The central element of Nikki’s booth was a sarcophagus topped with a decorative iron grate to be used—if you owned a property big enough—as an outdoor dining table. There was no rearranging that baby, so Nikki contented herself with tweaking everything else she’d brought: a wrought iron bistro set, antique plant stands, Japanese lanterns, carved stone pots, and a hundred smaller items—busts, birdbaths, and vintage tools—for those of us who didn’t live on huge properties but still wanted to feel like the chatelaines of great estates.

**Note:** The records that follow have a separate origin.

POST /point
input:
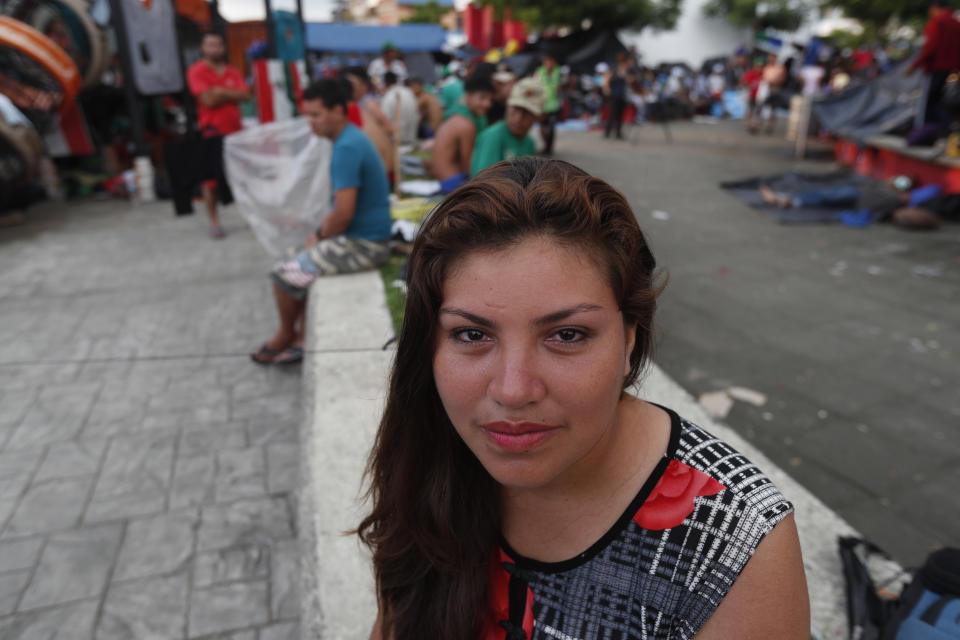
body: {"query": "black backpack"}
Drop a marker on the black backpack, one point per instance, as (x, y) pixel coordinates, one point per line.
(927, 609)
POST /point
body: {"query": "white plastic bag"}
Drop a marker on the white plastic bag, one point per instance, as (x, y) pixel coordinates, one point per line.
(280, 177)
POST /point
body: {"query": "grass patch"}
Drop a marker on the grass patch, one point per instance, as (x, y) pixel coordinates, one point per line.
(396, 297)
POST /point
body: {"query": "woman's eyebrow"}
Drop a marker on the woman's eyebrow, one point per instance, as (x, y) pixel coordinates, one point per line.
(550, 318)
(483, 322)
(563, 314)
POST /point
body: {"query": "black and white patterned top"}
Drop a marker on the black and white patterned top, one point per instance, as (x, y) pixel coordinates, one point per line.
(662, 569)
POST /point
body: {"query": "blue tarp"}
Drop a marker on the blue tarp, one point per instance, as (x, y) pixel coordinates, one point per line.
(885, 104)
(355, 38)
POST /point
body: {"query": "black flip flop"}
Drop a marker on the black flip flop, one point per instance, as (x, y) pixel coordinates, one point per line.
(265, 355)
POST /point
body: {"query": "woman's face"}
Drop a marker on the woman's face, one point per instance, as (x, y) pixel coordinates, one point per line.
(530, 360)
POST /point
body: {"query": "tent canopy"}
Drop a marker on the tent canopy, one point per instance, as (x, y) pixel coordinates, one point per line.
(355, 38)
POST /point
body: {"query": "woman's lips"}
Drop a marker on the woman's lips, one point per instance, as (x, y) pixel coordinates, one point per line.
(517, 437)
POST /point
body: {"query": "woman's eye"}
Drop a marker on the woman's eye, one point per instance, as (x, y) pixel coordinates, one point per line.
(469, 335)
(569, 335)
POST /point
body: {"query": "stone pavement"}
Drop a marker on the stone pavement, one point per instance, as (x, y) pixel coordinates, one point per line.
(147, 467)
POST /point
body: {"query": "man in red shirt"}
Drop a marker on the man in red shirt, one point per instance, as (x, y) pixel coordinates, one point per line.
(940, 55)
(217, 88)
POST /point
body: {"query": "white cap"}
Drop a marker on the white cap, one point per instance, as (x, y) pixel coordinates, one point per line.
(527, 94)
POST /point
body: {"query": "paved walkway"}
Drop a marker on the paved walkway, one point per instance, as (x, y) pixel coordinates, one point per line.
(147, 467)
(852, 334)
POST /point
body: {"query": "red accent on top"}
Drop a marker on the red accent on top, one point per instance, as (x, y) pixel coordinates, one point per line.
(354, 114)
(226, 118)
(499, 593)
(941, 51)
(671, 501)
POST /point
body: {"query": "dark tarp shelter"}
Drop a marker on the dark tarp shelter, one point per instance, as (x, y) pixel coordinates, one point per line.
(883, 105)
(582, 50)
(417, 43)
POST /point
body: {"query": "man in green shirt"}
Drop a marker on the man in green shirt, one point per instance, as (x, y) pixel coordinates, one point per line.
(510, 137)
(549, 75)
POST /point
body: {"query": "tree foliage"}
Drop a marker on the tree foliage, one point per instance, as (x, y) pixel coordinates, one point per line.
(429, 12)
(340, 11)
(759, 14)
(880, 13)
(620, 14)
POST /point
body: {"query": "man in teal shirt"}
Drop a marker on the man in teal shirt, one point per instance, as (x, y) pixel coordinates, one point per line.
(510, 137)
(352, 237)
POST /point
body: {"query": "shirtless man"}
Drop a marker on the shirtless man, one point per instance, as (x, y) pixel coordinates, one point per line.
(453, 144)
(375, 123)
(431, 111)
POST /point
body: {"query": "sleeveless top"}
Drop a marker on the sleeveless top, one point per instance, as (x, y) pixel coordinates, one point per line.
(662, 569)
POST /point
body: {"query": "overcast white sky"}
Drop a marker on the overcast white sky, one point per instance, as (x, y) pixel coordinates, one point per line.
(313, 10)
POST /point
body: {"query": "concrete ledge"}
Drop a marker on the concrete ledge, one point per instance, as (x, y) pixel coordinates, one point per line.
(344, 378)
(344, 392)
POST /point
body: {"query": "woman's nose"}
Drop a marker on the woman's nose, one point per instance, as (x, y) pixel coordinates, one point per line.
(517, 380)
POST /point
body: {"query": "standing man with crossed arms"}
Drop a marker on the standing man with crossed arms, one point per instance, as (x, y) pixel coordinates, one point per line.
(217, 88)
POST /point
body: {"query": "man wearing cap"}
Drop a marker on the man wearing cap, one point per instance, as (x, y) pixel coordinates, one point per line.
(510, 137)
(389, 61)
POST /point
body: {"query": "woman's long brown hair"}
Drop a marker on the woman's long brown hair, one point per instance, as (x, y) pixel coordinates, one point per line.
(435, 520)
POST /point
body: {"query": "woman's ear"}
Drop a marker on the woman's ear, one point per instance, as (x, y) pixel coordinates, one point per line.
(630, 340)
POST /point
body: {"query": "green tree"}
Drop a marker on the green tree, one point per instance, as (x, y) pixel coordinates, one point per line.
(759, 14)
(620, 14)
(429, 12)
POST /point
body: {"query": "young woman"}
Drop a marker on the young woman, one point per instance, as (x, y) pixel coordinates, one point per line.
(519, 491)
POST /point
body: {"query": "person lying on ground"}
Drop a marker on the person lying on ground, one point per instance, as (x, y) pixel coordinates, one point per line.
(518, 487)
(510, 138)
(431, 111)
(353, 236)
(453, 144)
(503, 82)
(895, 201)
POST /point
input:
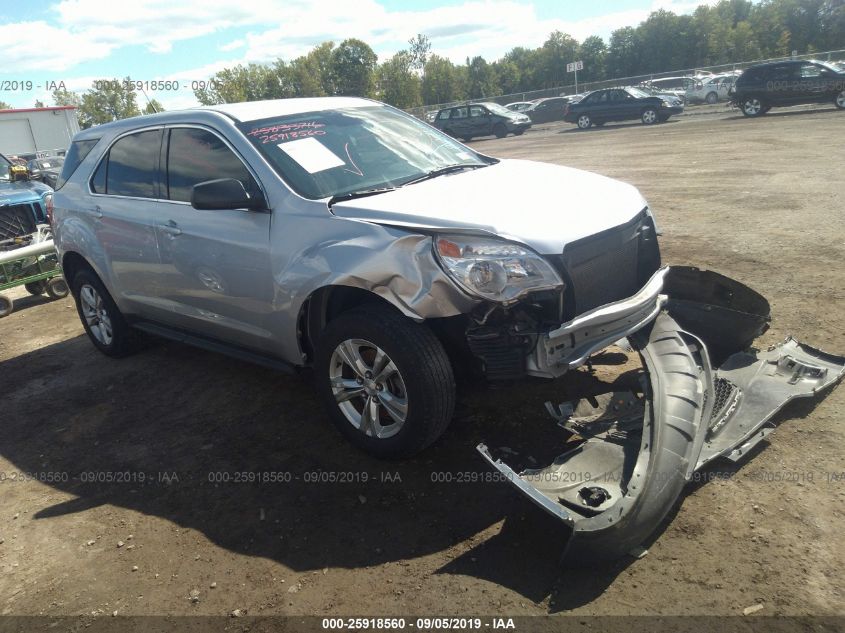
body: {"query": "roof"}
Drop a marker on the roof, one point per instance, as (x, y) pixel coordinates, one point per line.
(16, 110)
(254, 110)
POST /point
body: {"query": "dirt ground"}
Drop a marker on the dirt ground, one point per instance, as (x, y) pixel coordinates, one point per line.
(759, 200)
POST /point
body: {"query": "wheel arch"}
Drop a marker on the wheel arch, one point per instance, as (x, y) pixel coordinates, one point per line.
(326, 304)
(72, 263)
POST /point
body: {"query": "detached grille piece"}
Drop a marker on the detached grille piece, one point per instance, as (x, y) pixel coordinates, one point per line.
(608, 266)
(16, 220)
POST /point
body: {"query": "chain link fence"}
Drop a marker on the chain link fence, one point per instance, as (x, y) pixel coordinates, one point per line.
(569, 89)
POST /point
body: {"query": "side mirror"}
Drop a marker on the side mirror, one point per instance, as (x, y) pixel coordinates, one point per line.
(224, 193)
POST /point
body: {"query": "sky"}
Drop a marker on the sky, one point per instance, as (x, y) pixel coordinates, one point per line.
(45, 42)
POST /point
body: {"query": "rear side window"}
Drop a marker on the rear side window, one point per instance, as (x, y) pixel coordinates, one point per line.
(195, 156)
(132, 165)
(75, 155)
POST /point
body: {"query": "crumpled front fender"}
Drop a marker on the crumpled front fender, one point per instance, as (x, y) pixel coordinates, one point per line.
(630, 457)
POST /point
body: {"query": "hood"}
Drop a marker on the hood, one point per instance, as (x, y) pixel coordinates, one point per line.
(541, 205)
(21, 191)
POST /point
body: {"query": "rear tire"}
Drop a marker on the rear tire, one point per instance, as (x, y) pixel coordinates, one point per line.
(35, 288)
(650, 116)
(752, 107)
(57, 288)
(385, 381)
(101, 317)
(6, 306)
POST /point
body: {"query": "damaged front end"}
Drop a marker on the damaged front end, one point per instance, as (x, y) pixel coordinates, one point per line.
(703, 394)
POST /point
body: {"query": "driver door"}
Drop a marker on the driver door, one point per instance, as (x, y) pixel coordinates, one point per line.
(217, 277)
(480, 121)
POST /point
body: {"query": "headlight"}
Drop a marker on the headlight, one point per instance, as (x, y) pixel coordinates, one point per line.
(495, 270)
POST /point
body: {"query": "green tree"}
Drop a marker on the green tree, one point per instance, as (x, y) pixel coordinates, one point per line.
(152, 107)
(593, 52)
(481, 79)
(441, 81)
(353, 68)
(66, 97)
(420, 49)
(253, 82)
(398, 84)
(556, 52)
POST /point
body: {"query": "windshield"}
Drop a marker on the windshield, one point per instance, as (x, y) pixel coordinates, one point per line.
(335, 152)
(4, 167)
(636, 92)
(495, 108)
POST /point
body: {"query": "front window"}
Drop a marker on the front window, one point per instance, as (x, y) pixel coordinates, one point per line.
(495, 108)
(334, 152)
(5, 164)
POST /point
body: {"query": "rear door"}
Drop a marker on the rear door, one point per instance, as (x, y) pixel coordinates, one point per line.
(811, 82)
(124, 192)
(216, 274)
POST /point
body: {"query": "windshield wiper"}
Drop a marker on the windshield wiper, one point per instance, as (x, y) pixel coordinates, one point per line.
(440, 172)
(363, 193)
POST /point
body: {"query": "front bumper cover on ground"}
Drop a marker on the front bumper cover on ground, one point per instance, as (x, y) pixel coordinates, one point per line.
(704, 395)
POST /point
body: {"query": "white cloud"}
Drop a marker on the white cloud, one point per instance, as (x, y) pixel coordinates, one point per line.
(232, 46)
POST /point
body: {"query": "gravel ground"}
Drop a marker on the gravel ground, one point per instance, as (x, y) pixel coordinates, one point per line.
(759, 200)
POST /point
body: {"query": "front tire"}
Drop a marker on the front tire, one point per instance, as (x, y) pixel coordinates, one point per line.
(57, 288)
(100, 316)
(6, 306)
(386, 381)
(752, 107)
(650, 116)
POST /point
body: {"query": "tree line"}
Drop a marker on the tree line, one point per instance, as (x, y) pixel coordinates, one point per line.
(730, 31)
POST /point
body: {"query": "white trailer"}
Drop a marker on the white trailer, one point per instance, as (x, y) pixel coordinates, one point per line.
(37, 132)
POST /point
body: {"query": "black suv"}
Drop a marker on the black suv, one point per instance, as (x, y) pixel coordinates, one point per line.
(481, 119)
(790, 82)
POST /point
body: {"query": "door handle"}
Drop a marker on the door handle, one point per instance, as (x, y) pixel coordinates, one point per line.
(170, 228)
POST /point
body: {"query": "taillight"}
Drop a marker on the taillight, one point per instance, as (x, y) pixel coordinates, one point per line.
(48, 202)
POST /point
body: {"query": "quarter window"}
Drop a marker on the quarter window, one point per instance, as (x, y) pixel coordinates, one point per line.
(132, 165)
(195, 156)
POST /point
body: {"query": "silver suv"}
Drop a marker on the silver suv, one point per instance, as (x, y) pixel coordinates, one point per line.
(344, 235)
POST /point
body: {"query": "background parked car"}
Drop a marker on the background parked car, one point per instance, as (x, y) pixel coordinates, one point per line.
(481, 119)
(790, 82)
(519, 106)
(671, 97)
(550, 109)
(676, 86)
(620, 104)
(46, 170)
(711, 89)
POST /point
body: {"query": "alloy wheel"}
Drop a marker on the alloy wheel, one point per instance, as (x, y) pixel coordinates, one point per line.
(96, 315)
(752, 107)
(368, 388)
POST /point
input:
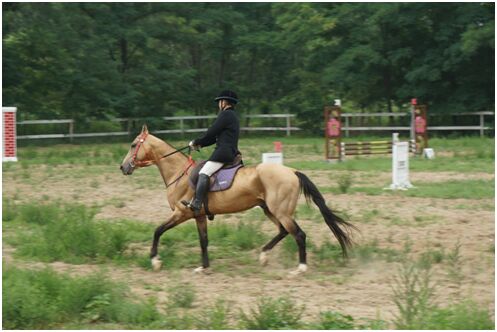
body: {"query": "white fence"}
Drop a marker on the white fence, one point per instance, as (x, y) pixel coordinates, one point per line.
(347, 128)
(287, 128)
(181, 119)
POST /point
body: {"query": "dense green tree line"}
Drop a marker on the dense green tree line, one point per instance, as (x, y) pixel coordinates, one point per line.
(103, 60)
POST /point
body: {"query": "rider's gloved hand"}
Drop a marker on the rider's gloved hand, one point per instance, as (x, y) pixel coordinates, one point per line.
(193, 146)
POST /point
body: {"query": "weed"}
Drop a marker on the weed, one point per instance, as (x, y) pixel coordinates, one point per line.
(465, 315)
(331, 320)
(345, 182)
(70, 234)
(45, 299)
(430, 257)
(270, 314)
(181, 295)
(215, 318)
(9, 211)
(413, 295)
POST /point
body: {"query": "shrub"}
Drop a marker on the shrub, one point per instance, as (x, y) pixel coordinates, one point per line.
(70, 234)
(461, 316)
(215, 318)
(330, 320)
(345, 182)
(9, 211)
(270, 314)
(182, 295)
(413, 295)
(45, 299)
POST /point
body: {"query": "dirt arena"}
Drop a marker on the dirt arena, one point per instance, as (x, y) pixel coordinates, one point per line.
(362, 289)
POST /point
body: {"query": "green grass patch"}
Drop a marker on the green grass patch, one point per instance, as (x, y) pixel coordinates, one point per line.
(272, 314)
(70, 233)
(47, 300)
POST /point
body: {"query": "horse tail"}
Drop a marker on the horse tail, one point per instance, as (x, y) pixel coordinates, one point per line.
(310, 191)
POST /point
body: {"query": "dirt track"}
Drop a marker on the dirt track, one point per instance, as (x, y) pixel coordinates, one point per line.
(362, 289)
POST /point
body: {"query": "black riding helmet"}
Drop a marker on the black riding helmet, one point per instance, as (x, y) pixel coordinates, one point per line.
(227, 95)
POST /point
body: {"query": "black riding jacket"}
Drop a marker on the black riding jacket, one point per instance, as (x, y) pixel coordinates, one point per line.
(224, 132)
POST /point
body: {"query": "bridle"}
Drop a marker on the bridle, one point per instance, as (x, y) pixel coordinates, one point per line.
(141, 163)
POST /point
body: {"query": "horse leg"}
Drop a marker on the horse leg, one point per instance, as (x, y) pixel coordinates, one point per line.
(263, 259)
(293, 228)
(204, 242)
(173, 221)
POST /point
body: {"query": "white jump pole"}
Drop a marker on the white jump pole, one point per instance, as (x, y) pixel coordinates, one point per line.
(400, 164)
(9, 137)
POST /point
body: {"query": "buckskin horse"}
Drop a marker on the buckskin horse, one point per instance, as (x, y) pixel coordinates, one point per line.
(275, 188)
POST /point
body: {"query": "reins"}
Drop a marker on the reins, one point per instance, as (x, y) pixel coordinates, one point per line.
(189, 164)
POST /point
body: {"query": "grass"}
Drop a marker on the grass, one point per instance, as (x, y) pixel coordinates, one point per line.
(413, 294)
(71, 234)
(46, 300)
(182, 295)
(270, 314)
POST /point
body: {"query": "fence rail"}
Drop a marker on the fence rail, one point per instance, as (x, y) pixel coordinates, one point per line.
(347, 128)
(70, 133)
(288, 128)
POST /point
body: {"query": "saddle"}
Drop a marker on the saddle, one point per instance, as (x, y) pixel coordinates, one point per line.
(219, 181)
(222, 179)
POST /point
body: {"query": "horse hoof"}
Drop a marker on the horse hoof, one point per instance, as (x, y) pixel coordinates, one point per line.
(263, 259)
(300, 270)
(156, 264)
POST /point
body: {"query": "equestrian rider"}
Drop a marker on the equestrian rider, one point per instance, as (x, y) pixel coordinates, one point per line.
(224, 132)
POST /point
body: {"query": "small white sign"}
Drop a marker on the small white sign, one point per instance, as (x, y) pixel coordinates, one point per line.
(400, 166)
(272, 158)
(429, 153)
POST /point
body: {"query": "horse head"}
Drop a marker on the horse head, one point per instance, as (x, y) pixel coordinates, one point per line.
(139, 154)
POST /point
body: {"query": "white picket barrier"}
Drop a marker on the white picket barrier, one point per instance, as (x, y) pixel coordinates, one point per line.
(400, 164)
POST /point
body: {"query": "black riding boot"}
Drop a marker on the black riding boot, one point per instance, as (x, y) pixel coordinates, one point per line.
(200, 193)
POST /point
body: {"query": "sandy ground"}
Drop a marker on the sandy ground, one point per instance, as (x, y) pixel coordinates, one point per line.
(362, 289)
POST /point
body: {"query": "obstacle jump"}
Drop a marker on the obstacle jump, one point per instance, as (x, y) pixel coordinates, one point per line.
(338, 150)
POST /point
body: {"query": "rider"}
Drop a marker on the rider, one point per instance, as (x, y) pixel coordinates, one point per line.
(224, 132)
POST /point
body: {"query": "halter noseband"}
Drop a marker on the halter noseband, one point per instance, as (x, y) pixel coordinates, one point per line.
(140, 163)
(142, 139)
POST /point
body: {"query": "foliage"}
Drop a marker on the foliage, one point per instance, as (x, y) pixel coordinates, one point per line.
(44, 299)
(413, 295)
(70, 233)
(104, 60)
(465, 315)
(214, 318)
(272, 314)
(344, 182)
(182, 295)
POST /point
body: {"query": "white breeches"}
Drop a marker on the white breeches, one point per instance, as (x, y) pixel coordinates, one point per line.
(211, 167)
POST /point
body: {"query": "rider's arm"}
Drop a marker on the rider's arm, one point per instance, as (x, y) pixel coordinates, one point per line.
(210, 136)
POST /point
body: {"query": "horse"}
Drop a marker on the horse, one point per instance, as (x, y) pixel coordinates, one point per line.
(273, 187)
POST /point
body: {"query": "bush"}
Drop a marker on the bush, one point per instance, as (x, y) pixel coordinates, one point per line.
(70, 234)
(330, 320)
(345, 182)
(215, 318)
(271, 314)
(182, 295)
(9, 211)
(45, 299)
(461, 316)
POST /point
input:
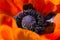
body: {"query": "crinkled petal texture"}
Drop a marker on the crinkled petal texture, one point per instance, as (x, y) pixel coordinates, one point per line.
(43, 6)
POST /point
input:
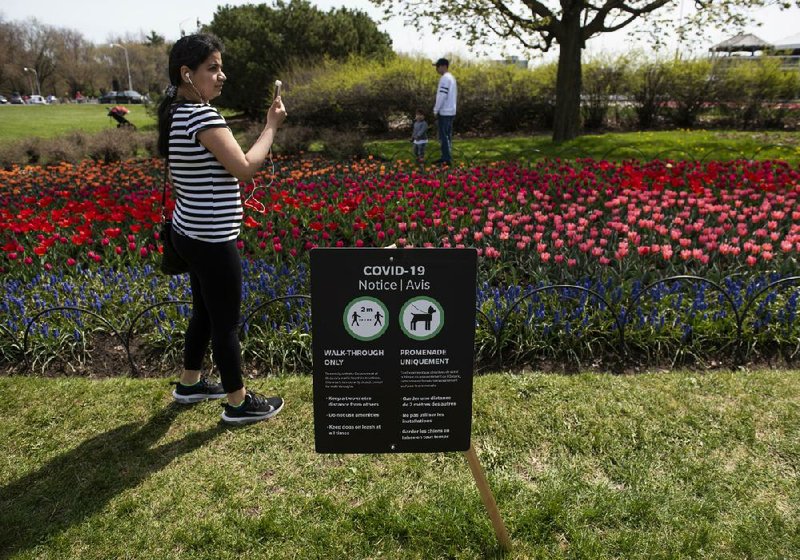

Then she moved on to Primo’s pieces.
“If Mrs. Moffitt comes back to see you and happens to also buy my sarcophagus, I will give you anything in my booth as a commission. You’re going to bring me luck, I can feel it. Last year I was next to a couple selling Alaskan fish fertilizer. It was awful,” she said. “Stray cats followed me home.”
After staging his light fixtures, David had a minor crisis when the power in our aisle died. It was as if the Christmas tree in Rockefeller Center had failed to light. It was impossible to appreciate the detail and intricacy of his work without a warm light glowing behind the shades and sconces. Forty minutes and a fifty-dollar tip later, all was well, and we wondered if it was the Javits Curse again or one last attempt by Wagner employees to squeeze additional baksheesh out of frantic exhibitors.